Ibu Ketut erklärte uns, dass es reiche die Fenster abzuhängen oder in unserem Fall abends die Bastrollos runter zulassen, so dass kein Licht nach draußen dringt. Kochen durften wir trotzdem. Ansonsten heißt es im Haus bleiben. Auf den Straßen sind nur Krankenwagen erlaubt und lokale Wächter überprüfen, dass das Ausgehverbot auch von der Jugend und den Touristen eingehalten wird.

Es gibt keinen Flug, keine Fähre, keinen Bus oder sonstige Transportmittel. Alle Zeichen des täglichen Lebens kommen zur Ruhe, um zum Jahresbeginn Reinheit und Gleichgewicht herzustellen. Mit Hilfe der Selbstkontrolle kann die spirituelle Reinheit gefördert werden. Zugleich soll die Stille und Dunkelheit den aufgescheuchten bösen Geistern und Dämonen vortäuschen, dass die Insel verlassen sei, so dass sie sich woanders niederlassen.

Nyepi, der Tag der Stille, auf Bali 2020 gleich doppelt

Am Tag nach Nyepi (Ngembak Geni) besuchen sich die Balinesen normalerweise gegenseitig, um einander um Vergebung zu bitten und so vollkommen gereinigt ins neue Jahr zu starten. Das Leben nimmt wieder seinen Gang, wobei gläubige Hindus auch die Tage danach mit dem Studium der alten Schriften, mit Gesängen und Gebeten verbringen.

Ich nehme das zum Anlass, um nun noch eine Runde Atemübungen einzustreuen und weitere Techniken zu nachzuschlagen (Alles Yoga oder was?). Auch wenn ich niemanden besuchen kann, stehen noch eine Reihe Anrufe und vielleicht auch die ein oder andere Entschuldigung an.

Hin und wieder das eigene Verhalten zu reflektieren, kann der persönlichen Weiterentwicklung nur gut tun. Ich kann durchaus verstehen, dass feste Tage dabei helfen, solange die Inhalte der Rituale wirklich gelebt werden.
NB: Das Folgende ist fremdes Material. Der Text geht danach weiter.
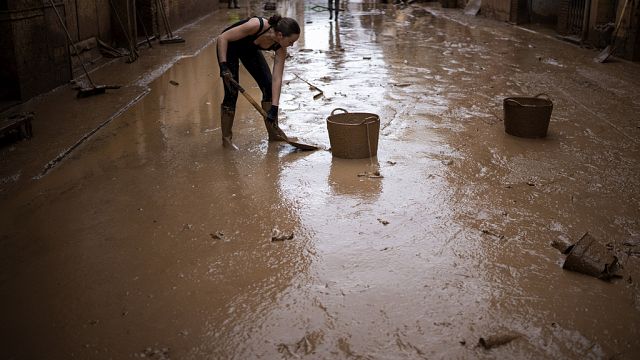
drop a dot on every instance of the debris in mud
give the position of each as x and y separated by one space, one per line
312 88
277 235
218 235
562 245
155 354
591 257
633 246
491 233
497 340
373 175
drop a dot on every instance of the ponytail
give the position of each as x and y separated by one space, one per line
287 26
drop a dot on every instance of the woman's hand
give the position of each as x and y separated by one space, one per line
272 115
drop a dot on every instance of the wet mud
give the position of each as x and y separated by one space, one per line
152 240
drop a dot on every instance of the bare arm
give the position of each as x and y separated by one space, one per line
278 70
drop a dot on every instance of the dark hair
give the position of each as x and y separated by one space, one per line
287 26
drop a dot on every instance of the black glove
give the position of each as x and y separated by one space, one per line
272 115
225 73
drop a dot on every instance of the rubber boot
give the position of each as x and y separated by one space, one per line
226 123
271 129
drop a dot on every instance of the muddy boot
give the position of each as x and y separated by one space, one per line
274 135
226 123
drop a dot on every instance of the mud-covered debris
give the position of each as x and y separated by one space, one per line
632 246
632 241
284 350
218 235
592 257
497 340
491 233
373 175
277 235
563 245
155 354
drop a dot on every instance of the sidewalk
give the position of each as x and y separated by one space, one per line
62 123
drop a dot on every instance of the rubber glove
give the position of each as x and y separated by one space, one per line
272 115
225 73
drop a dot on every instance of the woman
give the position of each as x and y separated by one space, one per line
244 42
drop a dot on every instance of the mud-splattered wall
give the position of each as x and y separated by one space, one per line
34 55
35 58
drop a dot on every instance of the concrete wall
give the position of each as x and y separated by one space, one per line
36 54
496 9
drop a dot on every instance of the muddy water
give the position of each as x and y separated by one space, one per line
153 240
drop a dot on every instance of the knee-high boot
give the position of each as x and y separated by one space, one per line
274 135
226 124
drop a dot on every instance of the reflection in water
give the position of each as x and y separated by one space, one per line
350 177
162 239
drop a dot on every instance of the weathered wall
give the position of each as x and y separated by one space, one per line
181 12
496 9
36 53
544 11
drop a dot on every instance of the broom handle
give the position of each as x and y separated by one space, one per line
72 43
248 97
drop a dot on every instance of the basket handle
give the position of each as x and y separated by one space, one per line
334 110
515 101
366 119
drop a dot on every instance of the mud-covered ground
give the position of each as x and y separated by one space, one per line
151 240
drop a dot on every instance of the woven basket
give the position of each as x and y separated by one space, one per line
353 135
527 116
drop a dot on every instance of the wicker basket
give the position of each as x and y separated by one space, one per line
353 135
527 116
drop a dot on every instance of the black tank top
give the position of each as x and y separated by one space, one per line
247 42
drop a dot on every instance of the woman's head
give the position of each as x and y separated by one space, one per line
286 29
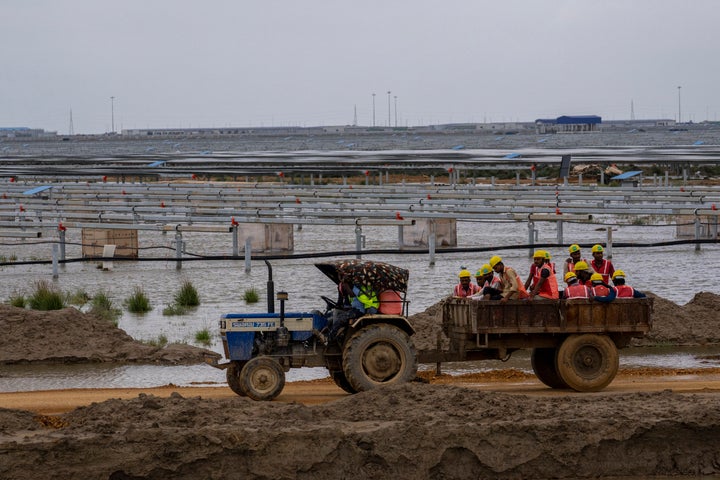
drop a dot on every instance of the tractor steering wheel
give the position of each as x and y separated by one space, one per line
331 304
Mit Blick nach draußen: So lässt sich Nyepi, der Tag der Stille, auf Bali 2020 auch zwei Tage lang überstehen.

Covid-19 im Jahr 2020

Manchmal kommt es eben anders. Die gegenseitigen Besuche und Entschuldigungen müssen wenigstens einen Tag länger warten und vorsichtige Balinesen werden wohl eher auf moderne Kommunikationsmittel ausweichen. Die offiziellen Zahlen der Menschen, die auf Bali am Coronavirus erkrankt sind, liegen zwar noch immer niedrig (Deutsche auf Bali: Zum Coronavirus in Indonesien). Doch mangelt es an Tests und nicht alle Menschen können sich einen Arztbesuch leisten. Einen oder auch zwei Tage in Ruhe und Kontemplation Zuhause zu verbringen, tut wirklich gut. Doch wochenlang möchte ich nicht drinnen bleiben.

Quo vadis corona?

In Deutschland lässt eine Reihe von Bundesländern seine Bürger, jenseits der Arbeit, nur noch mit triftigem Grund vor die Tür (guter Kommentar in der taz zur Absurdität der Abstandsregeln im persönlichen Leben für Menschen, die am Arbeitsplatz nicht geschützt werden). Energie in der Sonne tanken oder die Natur genießen, gehören leider wohl nicht dazu. Mir tun all die Menschen leid, die nicht einmal einen Balkon haben, auf den sie sich flüchten können. Wir hoffen sehr, dass dies auf Bali nach dem doppelten Nyepi anders gehandhabt wird, werden aber sicherheitshalber unsere weiteren Wohnorte an den Kriterien Internet, Küche und Garten ausrichten. Menschen gehen wir ohnehin gerne aus dem Weg (Leben unter Corona: Regeln und Realität auf Bali).